President Biden, Vice President Kamala Harris, and former President Barack Obama visited Virginia as part of McAuliff’s campaign efforts to increase voter turnout, especially during central Democratic elections such as black voters. But creating enthusiasm was sometimes difficult, as demonstrated on Saturday at the McAuliffe event in Chesapeake. Who is Mr. McAuliffe went to speak, the crowd shouting “Terry, Terry, Terry” only after the campaign staff started singing to increase the energy in the room.
There was an unpleasant memory in the minds of many Democrats of what happened in 2016 when they believed Hillary Clinton would almost certainly win the White House. “You have to remember how you felt in November 2016 when we woke up and figured out who our next president would be,” Governor Ralph Northam, who is barred from running for office due to term restrictions, told the crowd. on Saturday in Virginia Beach. “We don’t want to wake up on November 3 this year and have the same feeling.”

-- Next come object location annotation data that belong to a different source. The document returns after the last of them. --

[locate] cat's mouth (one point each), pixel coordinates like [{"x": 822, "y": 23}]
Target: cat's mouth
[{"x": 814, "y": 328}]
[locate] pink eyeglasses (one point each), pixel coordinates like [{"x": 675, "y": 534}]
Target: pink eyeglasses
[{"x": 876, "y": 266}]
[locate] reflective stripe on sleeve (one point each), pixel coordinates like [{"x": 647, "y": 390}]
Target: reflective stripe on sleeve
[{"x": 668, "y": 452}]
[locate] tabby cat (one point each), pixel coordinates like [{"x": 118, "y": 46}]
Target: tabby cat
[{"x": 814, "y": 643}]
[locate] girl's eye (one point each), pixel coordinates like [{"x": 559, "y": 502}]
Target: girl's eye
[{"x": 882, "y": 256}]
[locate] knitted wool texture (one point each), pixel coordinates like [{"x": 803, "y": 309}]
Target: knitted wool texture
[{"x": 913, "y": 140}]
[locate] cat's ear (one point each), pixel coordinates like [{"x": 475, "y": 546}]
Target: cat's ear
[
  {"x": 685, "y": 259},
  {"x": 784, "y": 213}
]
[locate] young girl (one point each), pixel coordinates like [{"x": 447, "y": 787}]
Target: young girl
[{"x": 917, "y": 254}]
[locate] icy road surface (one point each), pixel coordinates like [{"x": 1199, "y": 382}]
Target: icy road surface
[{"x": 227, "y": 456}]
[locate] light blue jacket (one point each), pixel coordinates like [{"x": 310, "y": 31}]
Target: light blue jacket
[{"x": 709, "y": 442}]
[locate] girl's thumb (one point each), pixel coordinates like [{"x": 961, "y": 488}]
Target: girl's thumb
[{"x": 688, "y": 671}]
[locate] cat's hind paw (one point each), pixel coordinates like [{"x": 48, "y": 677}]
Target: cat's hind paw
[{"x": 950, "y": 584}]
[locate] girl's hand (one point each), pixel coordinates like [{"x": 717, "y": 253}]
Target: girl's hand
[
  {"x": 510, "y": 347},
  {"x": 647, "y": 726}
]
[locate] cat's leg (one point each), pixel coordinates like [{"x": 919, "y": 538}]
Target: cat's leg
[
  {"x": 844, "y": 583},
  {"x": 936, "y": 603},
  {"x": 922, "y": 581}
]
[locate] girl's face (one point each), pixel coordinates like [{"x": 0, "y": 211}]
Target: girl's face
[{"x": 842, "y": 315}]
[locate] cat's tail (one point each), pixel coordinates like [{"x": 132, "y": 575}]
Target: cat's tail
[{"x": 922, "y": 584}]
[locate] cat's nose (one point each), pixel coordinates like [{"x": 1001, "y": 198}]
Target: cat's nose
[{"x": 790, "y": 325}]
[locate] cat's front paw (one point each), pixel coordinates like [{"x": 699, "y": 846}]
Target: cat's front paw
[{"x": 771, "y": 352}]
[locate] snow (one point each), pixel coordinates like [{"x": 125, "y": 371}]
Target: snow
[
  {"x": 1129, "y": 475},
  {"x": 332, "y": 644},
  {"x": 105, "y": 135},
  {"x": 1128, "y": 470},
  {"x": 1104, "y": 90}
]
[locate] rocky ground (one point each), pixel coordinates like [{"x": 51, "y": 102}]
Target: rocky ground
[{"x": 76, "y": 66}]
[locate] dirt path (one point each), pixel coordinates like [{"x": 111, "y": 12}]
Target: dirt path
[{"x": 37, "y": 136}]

It was not clear at Youngkin’s events how many people are voters like Mr. Miller, a former Biden supporter who now elects a Republican. Many said they were committed Republicans, and the crowds were more diverse than usual Republican events.
In the Washington suburb of Chantilly, John and Linda Torres of Herndon were standing in a parking lot as a crowd of hundreds returned to their cars after a Youngkin rally. Mrs. Torres held a sign in Youngkin’s yard and a handful of stickers that read “Latinos for Youngkin.”
The couple said they both voted for Mr Trump as well as Mr Obama. They said they did not like the position of Mr. McAuliffe on vaccination mandates, as well as his insistence that Mr. Youngkin, by criticizing how race is taught in some schools, has made the problem where it does not exist. “I know some people say, ‘Oh, it’s all made up.’ But it’s true, “said 41-year-old Mr. Torres, a veteran.
Ms. Torres, 43, a nurse, said she and her husband were considering withdrawing their two children from public school and putting them in a Christian school. And the same impulse applied to her views on the political leadership of the country.
“We just want it to change,” she told him. Torres.